In the two years we worked in the same school and the eight years we’ve been friends, Darlene’s made one point about ABC over and over again: The activities are only only useful if you process them with the kids.
Darlene’s processing mantra of choice was, “What? So what? Now what?” asking the kids what they noticed about the activity, the implications of what they noticed on their success during the activity and what they would do to move this new knowledge into practice in their daily lives.
At SLA, we introduce students to inquiry thinking by taking them along a similar line of questioning: “I noticed…Iwonder…What if?”
As I’ve been considering caring lately, these questions and other iterations thereof have been striking me as increasingly important from both an academic and socio-emotional point of view.
On a recent flight, I sat next to a grandmother who was flying home after watching one of her grandsons graduate. I confessed to being a teacher and we felt silent again as often happens with the edd and flow of airline conversation.
“You know, every child needs at least one good and important teacher in their life,” she said, pulling me back to the conversation.
“More than one if they’re lucky,” I said.
“Mine was in ninth grade,” she said, “He told me, ‘I’m going to transfer you out of my class because it’s not quite what you need,’ but he also took the time to explain why.”
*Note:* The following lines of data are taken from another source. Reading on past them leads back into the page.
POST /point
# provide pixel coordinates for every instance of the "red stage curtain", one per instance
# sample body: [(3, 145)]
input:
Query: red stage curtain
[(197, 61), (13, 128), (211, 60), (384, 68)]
We talked for a while about how much it meant to her that the teacher explained to her why another class would be a better fit.
Now in her 70s, it is the processing she carries with her as the memory from both of those math classes. The processing of the why of it all turned out to be the greater moment of learning for her.
I suspect it influenced how she interacted with her own children – taking the time to explain when they asked the omnipresent, “Why?”
Darlene is right, what we do is only as useful as our effort to process it with our students. The processing takes many forms such as giving a response more detailed than “Good answer” in class or providing words rather than numbers when filling out a rubric.
Not only is processing in this way helpful to my practice as a teacher, it’s helpful to my students in their acquisition of the language of learning.
I’m a little cagey on the idea of teaching students to learn. Teaching students the language of learning and how to express the ideas and progress inherent in their learning – that I can get behind.